Among the factors influencing the trend, the report flagged that some early Sikh migrants claim the organised targeting of Sikh females was conducted, in part, as "retaliation" for the involvement of Sikh soldiers in the Indo-Pakistani War of 1971.
It also documents a string of recent high-profile prosecutions of Pakistani-origin grooming gangs who targeted white British schoolgirls in areas such as Rochdale and Rotherham.
"With the emergence of multiple similar cases across the UK, the perceived failure to act has now been attributed to the 'political correctness' that inhibited authorities and agencies from addressing the racial and cultural dimensions understood as causative factors behind the abuse," the report noted.
It added: "Many within the Sikh community have advocated that it is of the utmost importance that British justice operates on a level playing field.
"However, where it is clear that a child is at threat or targeted for abuse due to their race or religion, it is essential that the recording and prosecution of cases reflects all aspects surrounding the abuse."
Veteran Indian-origin Labour Party MP Virendra Sharma welcomed the findings that would help tackle the wider issue of child abuse by ensuring that while police are sensitive, they act "effectively" to prevent any immediate risk.
"Steps to end the stigma of reporting abuse and end the culture of silence, referred to in the report, are key but will require many years of difficult intervention. I will be pleased to support steps to end any systematic targeting and this report is a key step in that fight," said Sharma, who represents the west London constituency of Ealing Southall with a large British Sikh population.
His views were echoed by fellow Labour Party MP Sarah Champion, who has been very vocal over the issue of child sexual grooming as many Pakistani-origin men from her constituency of Rotherham were jailed for sexual abuse and rape of schoolgirls.
She said: "When I first heard about the specific targeting of Sikh girls for abuse I was shocked. Having met survivors, I know the long-term devastation to the girls, their families and the Sikh community as a whole.

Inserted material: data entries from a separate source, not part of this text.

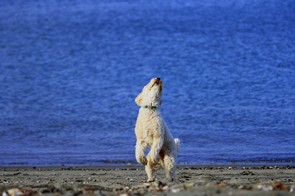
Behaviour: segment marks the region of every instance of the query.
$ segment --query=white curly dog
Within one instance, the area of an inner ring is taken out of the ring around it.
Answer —
[[[135,99],[140,106],[135,127],[135,157],[138,163],[145,165],[148,182],[156,180],[156,173],[161,167],[166,177],[173,180],[180,150],[180,141],[173,138],[159,109],[163,84],[159,78],[152,79]],[[146,157],[147,146],[150,150]]]

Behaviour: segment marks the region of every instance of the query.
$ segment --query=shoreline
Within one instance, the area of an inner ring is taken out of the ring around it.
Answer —
[[[226,168],[224,169],[224,168]],[[109,166],[101,165],[100,166],[0,166],[0,169],[2,171],[17,171],[23,170],[26,171],[38,170],[40,169],[42,171],[50,171],[52,170],[86,170],[99,171],[105,170],[122,170],[123,169],[128,169],[134,170],[137,169],[144,170],[145,166],[143,165],[127,165],[127,166]],[[69,170],[69,169],[70,169]],[[198,170],[202,169],[242,169],[242,170],[267,170],[267,169],[294,169],[295,165],[265,164],[264,165],[178,165],[177,170],[190,169]]]
[[[162,170],[157,172],[158,180],[149,183],[146,182],[143,166],[1,167],[0,194],[3,196],[295,196],[295,167],[244,165],[179,166],[173,181],[167,180]]]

"I support the call for an inquiry into this form of sexual exploitation and how it has been able to go on for so long unchallenged by government agencies." The issue hit the headlines in recent weeks as six British Pakistanis were sentenced to a total of 101 years behind bars last month for sexually grooming and abusing young girls in the northern England town of Rotherham.
UK home secretary Sajid Javid, himself of Pakistani origin, had taken to Twitter to condemn the "sick Asian paedophiles" and attracted some backlash for singling out a particular community.
On Monday, he defended his comments once again, saying: "Any normal person looking at the recent convictions of gangs that abuse children would have noticed that a vast majority are from a Pakistani heritage and we cannot ignore that."
"If you do ignore that, if you sit in a position of power like me and you ignore that, what you actually end up doing is fuelling the voices of extremism that are out there that will then prey on that," he added.
The UK Home Office said child sexual abuse has been categorised as a "national threat", with the government investing millions of pounds to enable officers to actively seek out and bring offenders to justice.
"Group-based child sexual exploitation is a complex issue and the government is working to improve our understanding of how to prevent this heinous crime," a statement said.